Companies are using a wide range of technologies to do so, many of which overlap from big data to mobile apps to social media. Big data is enabling companies to make faster real-time decisions based on structured data like point-of-sale and demographic information, and unstructured data like website comments and photos.

Moving forward, technologies such as the software-defined data center, where all infrastructure is virtualized and delivered as a service, will support attributes that align to a particular industry, community or business. These technologies will understand and adapt to the way industry communities and sub-communities work.

Workplace and device diversity
The third of this trio of key technology trends focuses on the way businesses communicate. Today’s workplace increasingly exists beyond the typical borders of the office to include the home and customer workplaces. And today’s workforce and customers demand the ability to access any type of data, from any place in the world on any type of device. This last part is critical there is no single device, but a range of devices and apps that employees and customers expect IT to support.

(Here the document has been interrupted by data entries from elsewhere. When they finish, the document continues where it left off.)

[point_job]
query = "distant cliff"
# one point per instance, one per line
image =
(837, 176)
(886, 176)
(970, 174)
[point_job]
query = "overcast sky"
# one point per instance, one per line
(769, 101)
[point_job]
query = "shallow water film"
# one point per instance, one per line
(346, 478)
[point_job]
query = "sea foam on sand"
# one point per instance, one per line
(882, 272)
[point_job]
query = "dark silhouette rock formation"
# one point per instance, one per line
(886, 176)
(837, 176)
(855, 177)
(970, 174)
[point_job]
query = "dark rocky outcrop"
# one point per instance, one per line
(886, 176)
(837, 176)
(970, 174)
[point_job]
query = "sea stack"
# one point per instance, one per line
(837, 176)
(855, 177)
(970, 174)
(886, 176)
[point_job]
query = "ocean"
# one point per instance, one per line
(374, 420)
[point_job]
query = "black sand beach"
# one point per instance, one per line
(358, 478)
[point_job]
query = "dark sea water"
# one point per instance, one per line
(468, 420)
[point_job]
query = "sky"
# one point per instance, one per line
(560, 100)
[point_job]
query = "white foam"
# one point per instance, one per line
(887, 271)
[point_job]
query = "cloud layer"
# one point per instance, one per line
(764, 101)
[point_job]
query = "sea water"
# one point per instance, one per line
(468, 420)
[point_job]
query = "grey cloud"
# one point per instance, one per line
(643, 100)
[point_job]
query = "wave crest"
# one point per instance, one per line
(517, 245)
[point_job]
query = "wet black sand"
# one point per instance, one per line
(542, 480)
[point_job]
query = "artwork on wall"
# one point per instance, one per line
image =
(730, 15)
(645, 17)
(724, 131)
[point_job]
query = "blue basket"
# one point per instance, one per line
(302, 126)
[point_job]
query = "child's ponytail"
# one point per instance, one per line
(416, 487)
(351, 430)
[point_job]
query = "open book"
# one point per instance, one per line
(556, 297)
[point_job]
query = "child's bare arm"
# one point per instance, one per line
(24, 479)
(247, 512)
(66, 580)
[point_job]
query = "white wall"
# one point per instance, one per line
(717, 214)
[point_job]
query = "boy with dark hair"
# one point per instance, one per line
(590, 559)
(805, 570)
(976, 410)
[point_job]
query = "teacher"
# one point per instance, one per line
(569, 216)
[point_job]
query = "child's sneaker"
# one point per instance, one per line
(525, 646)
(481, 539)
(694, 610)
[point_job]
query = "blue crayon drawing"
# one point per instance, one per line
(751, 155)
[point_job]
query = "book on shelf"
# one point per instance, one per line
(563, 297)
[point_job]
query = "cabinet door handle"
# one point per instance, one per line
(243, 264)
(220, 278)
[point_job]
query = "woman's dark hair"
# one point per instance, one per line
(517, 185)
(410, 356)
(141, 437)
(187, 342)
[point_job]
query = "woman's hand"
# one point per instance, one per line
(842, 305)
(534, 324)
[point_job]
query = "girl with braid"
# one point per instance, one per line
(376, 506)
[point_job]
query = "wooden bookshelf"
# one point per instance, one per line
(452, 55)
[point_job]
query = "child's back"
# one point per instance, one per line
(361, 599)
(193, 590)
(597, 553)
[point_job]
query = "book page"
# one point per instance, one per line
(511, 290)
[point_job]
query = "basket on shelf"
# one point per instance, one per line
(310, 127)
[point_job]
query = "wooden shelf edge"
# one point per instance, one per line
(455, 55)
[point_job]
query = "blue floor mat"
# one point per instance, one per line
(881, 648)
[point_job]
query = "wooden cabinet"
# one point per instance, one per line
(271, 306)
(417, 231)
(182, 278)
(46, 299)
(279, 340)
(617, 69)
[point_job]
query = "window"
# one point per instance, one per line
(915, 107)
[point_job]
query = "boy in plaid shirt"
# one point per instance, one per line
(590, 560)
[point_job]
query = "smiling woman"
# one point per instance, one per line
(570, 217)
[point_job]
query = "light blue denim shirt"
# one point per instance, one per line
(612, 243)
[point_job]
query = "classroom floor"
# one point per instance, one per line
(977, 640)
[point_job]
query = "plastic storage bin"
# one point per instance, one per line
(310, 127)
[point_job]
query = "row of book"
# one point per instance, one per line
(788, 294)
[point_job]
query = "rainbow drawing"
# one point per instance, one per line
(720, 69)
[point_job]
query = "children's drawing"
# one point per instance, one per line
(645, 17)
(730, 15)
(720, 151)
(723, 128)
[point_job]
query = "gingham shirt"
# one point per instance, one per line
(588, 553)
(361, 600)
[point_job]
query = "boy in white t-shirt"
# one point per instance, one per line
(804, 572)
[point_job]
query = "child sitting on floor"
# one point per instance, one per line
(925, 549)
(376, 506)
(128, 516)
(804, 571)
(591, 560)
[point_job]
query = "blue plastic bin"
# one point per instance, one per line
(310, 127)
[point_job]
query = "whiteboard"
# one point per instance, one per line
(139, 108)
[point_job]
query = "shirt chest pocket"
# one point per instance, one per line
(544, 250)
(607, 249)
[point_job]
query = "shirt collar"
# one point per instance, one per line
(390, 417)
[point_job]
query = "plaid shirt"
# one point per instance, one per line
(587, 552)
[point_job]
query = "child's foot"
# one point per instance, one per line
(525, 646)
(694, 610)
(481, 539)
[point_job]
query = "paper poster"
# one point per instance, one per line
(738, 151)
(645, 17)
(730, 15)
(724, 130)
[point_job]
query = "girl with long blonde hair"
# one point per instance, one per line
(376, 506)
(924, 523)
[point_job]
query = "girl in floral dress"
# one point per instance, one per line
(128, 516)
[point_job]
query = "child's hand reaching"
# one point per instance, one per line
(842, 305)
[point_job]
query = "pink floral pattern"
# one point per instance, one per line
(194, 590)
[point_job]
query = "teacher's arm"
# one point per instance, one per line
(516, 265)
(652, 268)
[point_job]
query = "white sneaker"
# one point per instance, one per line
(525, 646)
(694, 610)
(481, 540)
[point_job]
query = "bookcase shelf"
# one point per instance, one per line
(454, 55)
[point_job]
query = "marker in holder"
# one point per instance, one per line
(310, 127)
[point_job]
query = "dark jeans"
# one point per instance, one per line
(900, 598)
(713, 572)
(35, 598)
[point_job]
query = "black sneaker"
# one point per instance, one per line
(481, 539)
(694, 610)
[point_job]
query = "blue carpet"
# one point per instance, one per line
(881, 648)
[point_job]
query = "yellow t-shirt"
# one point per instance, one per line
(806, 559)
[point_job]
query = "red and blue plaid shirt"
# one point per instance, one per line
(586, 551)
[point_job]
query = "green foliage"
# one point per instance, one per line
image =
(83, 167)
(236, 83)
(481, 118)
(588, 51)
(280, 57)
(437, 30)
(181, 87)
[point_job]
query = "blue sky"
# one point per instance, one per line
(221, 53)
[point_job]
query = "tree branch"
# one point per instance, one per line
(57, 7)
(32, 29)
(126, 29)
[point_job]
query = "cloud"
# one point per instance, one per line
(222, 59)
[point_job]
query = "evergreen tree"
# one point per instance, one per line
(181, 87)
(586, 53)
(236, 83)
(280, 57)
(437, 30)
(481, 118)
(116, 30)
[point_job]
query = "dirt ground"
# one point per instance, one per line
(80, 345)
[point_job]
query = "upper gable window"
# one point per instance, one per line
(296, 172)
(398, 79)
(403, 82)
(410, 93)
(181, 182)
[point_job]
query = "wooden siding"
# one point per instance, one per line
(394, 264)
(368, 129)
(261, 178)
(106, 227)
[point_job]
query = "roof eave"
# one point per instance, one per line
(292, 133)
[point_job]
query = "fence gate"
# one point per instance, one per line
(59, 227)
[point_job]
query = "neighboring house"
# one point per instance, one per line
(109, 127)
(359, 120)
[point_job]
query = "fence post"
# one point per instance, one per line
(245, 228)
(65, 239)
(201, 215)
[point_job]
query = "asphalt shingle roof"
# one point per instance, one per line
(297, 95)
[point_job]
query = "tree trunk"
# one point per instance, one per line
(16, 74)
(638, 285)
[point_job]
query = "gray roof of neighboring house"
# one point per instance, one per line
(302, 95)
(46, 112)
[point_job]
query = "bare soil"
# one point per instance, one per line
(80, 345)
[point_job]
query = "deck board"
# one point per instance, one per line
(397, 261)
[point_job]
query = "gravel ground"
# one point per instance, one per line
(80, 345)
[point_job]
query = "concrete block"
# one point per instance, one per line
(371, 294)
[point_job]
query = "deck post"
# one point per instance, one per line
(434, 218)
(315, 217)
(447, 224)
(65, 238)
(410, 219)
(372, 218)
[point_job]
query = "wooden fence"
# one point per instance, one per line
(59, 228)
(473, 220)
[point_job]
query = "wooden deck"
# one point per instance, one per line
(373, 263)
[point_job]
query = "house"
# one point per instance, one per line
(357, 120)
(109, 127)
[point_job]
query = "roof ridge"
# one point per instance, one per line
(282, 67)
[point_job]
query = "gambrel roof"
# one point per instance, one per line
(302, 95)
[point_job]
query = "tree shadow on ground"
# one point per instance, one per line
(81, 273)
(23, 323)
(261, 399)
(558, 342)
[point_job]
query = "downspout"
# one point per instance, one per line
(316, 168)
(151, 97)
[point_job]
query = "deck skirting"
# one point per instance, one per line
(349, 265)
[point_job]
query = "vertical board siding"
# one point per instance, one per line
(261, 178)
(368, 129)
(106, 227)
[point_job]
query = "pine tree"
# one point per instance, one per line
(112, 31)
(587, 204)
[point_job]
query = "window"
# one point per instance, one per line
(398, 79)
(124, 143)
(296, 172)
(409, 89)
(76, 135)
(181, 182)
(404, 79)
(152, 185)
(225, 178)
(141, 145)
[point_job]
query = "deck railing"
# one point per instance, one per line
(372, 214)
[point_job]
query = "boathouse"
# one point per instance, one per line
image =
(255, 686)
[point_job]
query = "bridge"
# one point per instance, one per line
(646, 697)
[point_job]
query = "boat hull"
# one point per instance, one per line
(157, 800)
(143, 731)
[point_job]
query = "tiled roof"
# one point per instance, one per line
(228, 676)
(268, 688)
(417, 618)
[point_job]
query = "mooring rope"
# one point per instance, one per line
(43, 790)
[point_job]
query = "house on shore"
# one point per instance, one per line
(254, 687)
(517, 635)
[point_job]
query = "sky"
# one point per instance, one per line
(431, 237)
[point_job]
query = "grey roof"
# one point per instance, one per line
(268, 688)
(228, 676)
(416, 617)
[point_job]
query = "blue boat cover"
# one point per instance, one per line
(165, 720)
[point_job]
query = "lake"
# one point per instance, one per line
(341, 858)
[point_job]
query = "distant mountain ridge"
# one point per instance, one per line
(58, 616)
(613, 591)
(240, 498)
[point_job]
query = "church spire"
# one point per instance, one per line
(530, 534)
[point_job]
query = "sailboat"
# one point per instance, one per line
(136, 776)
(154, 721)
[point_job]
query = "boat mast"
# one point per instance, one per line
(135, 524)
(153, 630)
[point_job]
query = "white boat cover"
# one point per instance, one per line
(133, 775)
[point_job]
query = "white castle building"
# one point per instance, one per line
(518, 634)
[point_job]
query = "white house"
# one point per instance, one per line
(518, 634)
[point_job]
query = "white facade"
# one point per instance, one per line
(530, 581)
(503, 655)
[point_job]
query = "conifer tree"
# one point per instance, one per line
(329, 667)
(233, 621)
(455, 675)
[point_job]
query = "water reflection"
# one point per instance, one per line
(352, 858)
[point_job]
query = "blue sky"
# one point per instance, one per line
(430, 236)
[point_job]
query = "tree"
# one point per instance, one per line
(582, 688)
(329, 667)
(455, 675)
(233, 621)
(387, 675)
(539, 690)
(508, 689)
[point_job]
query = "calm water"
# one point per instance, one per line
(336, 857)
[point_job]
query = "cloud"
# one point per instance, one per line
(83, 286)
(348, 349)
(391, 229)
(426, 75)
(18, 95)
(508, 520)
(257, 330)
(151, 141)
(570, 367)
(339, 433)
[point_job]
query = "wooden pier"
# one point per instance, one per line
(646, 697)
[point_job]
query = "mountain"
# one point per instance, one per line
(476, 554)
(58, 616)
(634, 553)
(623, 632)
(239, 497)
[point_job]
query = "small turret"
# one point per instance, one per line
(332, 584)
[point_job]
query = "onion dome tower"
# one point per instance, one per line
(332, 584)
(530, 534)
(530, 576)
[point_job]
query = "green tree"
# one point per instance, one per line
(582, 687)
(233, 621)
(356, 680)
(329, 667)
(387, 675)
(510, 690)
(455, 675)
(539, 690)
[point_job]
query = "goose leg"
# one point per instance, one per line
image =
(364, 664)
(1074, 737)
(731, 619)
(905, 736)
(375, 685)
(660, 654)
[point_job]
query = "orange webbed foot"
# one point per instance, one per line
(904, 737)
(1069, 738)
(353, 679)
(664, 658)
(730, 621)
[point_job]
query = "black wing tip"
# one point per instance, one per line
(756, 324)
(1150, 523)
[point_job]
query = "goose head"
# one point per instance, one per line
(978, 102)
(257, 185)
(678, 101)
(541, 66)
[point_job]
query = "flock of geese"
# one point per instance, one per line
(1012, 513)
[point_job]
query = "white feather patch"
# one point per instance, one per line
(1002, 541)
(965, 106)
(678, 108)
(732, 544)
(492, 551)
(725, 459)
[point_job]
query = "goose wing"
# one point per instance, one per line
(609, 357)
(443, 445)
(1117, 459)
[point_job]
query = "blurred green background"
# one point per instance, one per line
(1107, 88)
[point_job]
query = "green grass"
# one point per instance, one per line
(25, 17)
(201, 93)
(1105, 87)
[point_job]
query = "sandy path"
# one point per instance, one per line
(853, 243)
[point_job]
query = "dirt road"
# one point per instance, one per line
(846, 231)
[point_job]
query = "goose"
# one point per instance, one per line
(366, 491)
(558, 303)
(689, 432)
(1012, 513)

Driving this need is the obvious point that connecting employees, partners, vendors and customers is a critical function for most businesses, especially as we expand outside regional boundaries. Businesses are extending those boundaries with network, voice, video and collaborative application services. This has led to the need to support bring-your-own-device (BYOD) policies as employees mix personal and professional data and devices.

Managed correctly, providing a flexible level of workplace and device diversity can result in improved productivity, lower costs and true collaboration and sharing across any device.

One example is the use of unified communications or single inboxes for email, IM, video and collaboration whether at a desktop, on a mobile phone or using a tablet. Utilities and services companies are increasingly using these technologies to provide on the spot customer service and to aid in repairs and billing.

The new ‘Business as Usual’
Businesses are responding to many forces in today’s marketplace and while each of these is a distinct trend, with its own set of technologies to service and support it, together they are forming a new normal for business and IT working together. Hybrid IT flexibility and agility is enabling companies to provide access to data and computing power cost-effectively and in real time. This in turn enables companies to learn more about the needs of their customers enabling them to improve the customer experience. And companies are increasingly using mobile applications and BYOD to support anytime, anywhere, any way business collaboration.